York County was no exception. While the soldiers were often gleeful at the rare chance to leisurely shop for whatever goods they needed, the local merchants were not at all happy about the situation.


In the majority of cases, the Rebels pulled out Confederate bank notes to pay for their merchandise. A few lucky shopkeepers would received U.S. currency, but, for most, they were left with lower inventory and a fistful of worthless scrip. In other cases, they didn’t even get money, as a few Southerners simply stole what they wanted.

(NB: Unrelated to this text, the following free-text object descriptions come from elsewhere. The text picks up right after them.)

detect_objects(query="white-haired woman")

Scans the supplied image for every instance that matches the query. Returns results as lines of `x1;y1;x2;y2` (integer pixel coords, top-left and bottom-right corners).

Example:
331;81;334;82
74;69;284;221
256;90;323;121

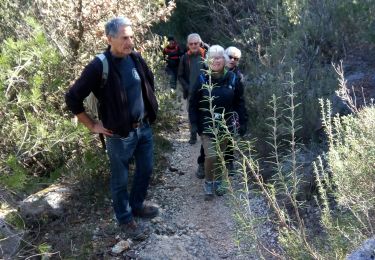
195;46;248;179
189;45;246;200
225;46;242;79
224;46;248;173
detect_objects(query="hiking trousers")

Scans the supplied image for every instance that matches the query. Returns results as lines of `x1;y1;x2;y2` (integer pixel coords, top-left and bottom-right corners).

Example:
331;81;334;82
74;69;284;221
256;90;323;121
201;134;227;181
165;66;178;89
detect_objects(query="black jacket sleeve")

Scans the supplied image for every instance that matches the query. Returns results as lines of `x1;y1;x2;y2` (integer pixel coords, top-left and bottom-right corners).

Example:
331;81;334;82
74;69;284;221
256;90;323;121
178;55;189;92
136;53;155;92
65;58;102;115
188;78;202;126
233;76;248;126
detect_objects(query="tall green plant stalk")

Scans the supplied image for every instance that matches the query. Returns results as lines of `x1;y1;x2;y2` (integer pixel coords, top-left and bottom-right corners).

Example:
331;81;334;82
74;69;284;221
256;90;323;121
202;65;328;258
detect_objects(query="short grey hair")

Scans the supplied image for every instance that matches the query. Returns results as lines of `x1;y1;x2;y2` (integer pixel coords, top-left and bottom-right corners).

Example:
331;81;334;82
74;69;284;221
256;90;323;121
105;17;132;37
225;46;242;60
187;33;202;43
207;45;229;62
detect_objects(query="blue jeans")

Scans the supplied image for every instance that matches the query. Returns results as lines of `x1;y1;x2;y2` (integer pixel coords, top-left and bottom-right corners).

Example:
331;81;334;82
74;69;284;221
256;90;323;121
106;123;153;225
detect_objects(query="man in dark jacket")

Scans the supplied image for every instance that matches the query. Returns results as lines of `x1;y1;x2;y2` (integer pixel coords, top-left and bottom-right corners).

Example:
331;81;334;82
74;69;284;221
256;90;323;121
178;33;206;144
65;17;158;240
163;36;181;89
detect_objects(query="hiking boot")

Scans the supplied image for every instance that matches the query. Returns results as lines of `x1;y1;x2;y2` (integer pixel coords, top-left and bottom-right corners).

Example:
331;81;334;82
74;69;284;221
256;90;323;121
189;131;197;145
214;180;227;196
226;162;236;176
189;136;197;145
204;181;214;201
195;163;205;179
132;205;159;219
120;220;149;241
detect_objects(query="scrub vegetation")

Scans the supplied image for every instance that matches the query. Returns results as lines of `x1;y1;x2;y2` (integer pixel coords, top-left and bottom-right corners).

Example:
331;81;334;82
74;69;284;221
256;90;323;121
1;0;375;258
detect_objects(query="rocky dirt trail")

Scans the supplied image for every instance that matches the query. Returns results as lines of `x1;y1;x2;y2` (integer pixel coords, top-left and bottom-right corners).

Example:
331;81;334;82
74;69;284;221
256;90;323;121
1;99;274;259
135;100;251;259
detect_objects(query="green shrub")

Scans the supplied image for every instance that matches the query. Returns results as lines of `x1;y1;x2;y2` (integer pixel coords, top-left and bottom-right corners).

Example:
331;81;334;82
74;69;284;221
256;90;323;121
0;18;90;191
4;211;25;230
329;107;375;211
214;70;375;258
160;0;375;154
317;103;375;254
0;155;28;190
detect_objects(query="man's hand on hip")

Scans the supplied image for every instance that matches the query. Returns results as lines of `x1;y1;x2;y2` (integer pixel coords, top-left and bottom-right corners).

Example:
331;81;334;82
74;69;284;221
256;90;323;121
76;112;113;136
92;121;113;136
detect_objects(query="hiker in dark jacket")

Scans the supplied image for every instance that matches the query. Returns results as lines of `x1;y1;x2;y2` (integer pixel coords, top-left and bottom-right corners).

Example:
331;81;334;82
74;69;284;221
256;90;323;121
224;46;248;170
162;36;181;89
195;46;248;179
178;33;206;144
65;17;158;240
189;45;247;201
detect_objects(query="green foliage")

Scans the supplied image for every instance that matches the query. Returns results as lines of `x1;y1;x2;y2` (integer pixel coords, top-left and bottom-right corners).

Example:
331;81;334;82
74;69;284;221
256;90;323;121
38;242;52;259
160;0;375;154
279;229;314;260
0;17;92;192
209;67;375;258
153;1;375;259
0;155;28;190
4;211;25;230
155;91;180;131
315;102;375;257
328;107;375;211
0;0;33;40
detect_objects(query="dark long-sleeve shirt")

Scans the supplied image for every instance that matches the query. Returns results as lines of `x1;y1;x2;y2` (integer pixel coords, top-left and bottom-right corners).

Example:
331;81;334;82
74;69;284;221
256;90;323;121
65;49;158;138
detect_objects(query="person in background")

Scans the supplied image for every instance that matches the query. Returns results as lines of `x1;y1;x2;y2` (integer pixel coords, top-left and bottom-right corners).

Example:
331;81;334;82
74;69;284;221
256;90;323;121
223;46;248;172
65;17;159;241
178;33;206;144
225;46;244;84
195;46;247;179
189;45;247;200
200;41;210;52
162;36;181;89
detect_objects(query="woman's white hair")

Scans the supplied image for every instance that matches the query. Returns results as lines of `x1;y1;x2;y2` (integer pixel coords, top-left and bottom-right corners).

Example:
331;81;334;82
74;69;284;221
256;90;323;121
187;33;202;43
225;46;242;60
207;45;229;62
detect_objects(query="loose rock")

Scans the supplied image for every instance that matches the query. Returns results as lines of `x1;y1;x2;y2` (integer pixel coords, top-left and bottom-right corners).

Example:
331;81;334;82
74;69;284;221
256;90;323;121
111;240;131;254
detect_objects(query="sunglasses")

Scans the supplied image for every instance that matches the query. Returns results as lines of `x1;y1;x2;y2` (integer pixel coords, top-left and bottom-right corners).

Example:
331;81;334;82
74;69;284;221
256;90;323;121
229;55;239;61
188;42;199;46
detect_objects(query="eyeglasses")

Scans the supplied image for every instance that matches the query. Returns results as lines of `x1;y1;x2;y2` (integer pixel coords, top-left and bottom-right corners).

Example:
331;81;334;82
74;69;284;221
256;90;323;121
188;42;199;46
228;55;239;61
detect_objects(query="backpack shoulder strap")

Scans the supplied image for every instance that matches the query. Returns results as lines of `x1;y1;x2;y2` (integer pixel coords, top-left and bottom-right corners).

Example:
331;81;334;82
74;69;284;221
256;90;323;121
231;73;236;86
96;53;108;88
228;72;236;89
199;73;206;84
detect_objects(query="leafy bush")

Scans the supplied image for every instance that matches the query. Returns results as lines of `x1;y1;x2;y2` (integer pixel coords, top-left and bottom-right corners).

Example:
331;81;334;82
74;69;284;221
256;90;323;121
207;66;375;258
326;107;375;211
314;102;375;257
160;0;375;155
32;0;175;73
0;0;178;193
0;18;88;191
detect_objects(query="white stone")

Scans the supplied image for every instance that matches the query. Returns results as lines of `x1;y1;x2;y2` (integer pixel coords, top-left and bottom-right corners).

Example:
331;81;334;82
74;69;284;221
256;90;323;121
347;237;375;260
18;184;72;223
111;240;131;254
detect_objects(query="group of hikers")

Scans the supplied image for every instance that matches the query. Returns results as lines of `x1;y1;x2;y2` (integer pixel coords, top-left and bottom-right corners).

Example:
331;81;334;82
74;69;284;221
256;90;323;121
163;33;248;196
65;17;247;241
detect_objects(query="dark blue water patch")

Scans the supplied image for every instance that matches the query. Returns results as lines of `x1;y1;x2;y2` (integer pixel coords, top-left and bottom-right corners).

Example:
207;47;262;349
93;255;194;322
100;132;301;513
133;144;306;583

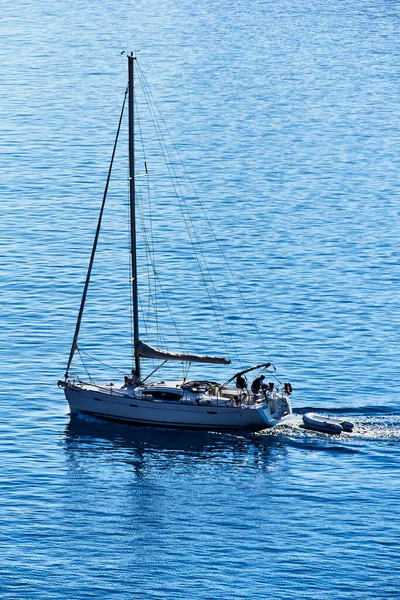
282;437;360;454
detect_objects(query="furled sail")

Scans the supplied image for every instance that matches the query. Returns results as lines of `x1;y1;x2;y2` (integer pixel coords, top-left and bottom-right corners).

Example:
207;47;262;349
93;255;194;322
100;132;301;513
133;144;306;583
136;340;231;365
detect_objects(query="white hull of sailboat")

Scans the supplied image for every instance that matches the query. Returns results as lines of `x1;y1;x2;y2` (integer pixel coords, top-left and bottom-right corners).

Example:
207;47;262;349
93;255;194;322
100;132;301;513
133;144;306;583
61;382;293;430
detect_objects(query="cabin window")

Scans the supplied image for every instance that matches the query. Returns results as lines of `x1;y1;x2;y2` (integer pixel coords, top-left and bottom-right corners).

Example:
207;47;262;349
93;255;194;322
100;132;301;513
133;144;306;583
145;391;183;401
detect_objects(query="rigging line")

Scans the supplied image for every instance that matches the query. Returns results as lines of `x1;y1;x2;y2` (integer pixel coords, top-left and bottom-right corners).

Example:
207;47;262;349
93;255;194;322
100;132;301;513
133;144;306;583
136;209;185;352
77;348;94;383
134;94;187;353
138;69;272;363
135;67;270;365
135;66;238;361
78;348;129;375
140;359;168;384
136;67;246;363
133;199;161;347
134;211;174;352
134;69;228;346
125;161;135;368
135;196;188;353
65;86;129;378
135;177;184;351
136;66;237;362
134;241;169;351
136;200;154;340
134;187;152;338
135;103;163;349
137;292;151;340
136;210;187;352
183;361;191;381
135;96;186;353
150;267;187;350
134;96;156;263
138;220;185;349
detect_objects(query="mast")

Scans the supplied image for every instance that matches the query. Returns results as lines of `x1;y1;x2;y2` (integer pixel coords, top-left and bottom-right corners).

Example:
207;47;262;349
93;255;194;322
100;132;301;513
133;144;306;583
128;53;141;379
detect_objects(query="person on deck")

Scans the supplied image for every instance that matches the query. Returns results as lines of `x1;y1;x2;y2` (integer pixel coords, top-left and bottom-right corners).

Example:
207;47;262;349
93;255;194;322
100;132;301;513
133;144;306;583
130;369;137;387
235;374;248;391
251;374;265;396
124;369;138;388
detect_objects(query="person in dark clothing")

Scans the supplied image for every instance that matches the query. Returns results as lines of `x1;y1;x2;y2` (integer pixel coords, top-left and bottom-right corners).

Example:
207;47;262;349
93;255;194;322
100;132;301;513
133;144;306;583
124;369;138;388
130;369;137;387
251;374;265;396
235;374;248;391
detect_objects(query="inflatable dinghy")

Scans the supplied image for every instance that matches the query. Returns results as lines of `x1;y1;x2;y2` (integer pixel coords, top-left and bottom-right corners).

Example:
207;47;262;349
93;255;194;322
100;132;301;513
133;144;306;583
303;413;355;435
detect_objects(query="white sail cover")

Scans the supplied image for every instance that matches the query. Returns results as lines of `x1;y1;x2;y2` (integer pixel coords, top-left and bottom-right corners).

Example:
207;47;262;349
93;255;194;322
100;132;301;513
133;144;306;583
136;340;230;365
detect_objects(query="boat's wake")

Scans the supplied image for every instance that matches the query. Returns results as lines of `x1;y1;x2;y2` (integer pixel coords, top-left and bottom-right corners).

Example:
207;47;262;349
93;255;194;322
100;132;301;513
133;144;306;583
269;412;400;442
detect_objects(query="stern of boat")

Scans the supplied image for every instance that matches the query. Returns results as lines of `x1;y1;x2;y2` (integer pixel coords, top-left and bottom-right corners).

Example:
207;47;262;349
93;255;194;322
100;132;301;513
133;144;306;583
257;393;293;427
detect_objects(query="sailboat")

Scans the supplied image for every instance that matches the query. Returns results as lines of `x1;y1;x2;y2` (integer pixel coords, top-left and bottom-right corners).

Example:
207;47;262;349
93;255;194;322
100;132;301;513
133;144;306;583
58;54;293;430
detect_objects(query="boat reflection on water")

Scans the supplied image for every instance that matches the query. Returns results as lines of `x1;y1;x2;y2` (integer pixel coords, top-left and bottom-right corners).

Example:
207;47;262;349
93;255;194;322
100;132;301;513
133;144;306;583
63;413;289;478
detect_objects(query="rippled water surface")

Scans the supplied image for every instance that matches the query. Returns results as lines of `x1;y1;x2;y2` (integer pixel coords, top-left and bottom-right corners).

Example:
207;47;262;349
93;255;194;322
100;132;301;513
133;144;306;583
1;0;400;598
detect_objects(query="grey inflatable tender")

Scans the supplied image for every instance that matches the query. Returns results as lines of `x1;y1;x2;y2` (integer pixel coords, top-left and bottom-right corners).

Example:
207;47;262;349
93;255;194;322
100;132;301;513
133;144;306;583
303;412;354;435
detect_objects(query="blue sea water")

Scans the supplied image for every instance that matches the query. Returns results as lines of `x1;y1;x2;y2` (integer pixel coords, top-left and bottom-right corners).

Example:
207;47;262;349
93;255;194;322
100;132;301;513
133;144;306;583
1;0;400;598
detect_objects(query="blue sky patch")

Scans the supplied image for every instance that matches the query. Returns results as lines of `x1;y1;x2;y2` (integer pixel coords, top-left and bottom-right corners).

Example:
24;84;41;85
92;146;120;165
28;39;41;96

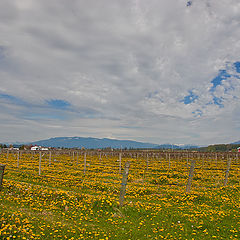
0;93;17;101
0;93;25;105
46;99;71;109
212;96;224;108
192;109;202;117
186;1;192;7
234;61;240;73
206;96;224;108
207;61;240;108
181;90;198;104
210;70;231;92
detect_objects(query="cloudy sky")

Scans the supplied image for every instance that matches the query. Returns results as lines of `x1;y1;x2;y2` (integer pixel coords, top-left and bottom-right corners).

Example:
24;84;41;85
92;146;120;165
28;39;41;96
0;0;240;145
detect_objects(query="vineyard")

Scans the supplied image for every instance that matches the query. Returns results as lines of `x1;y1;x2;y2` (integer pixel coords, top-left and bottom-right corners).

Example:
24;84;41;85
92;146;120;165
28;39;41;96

C. M. Raffensberger was typical of these angry businessmen. On June 30, the Paradise Township merchant was belatedly loading his store goods into a spring wagon with the help of two friends, Clement Hammer and George F. Altland. He wanted to get his inventory to a place of safety where the Rebels could not find it. A squad of Jubal Early’s Rebel cavalry (likely White’s Comanches) rode up and took everything, wagon, harness, and horses included. Among their haul were shoes, calico, muslin, cashmere woolens, quilts, blankets, cloth, silk, coats, hats, shoes, linen bed sheets, towels, boots, smoking and chewing tobacco, and ten razors. The three men were left standing stunned in front of the store as they watched the wagon they had toiled to load disappear down the road to the west.
Raffensberger estimated his loss as $900 (roughly $15,000 in today’s dollars). He would later try to get his money back from the U.S. Government, but to no avail.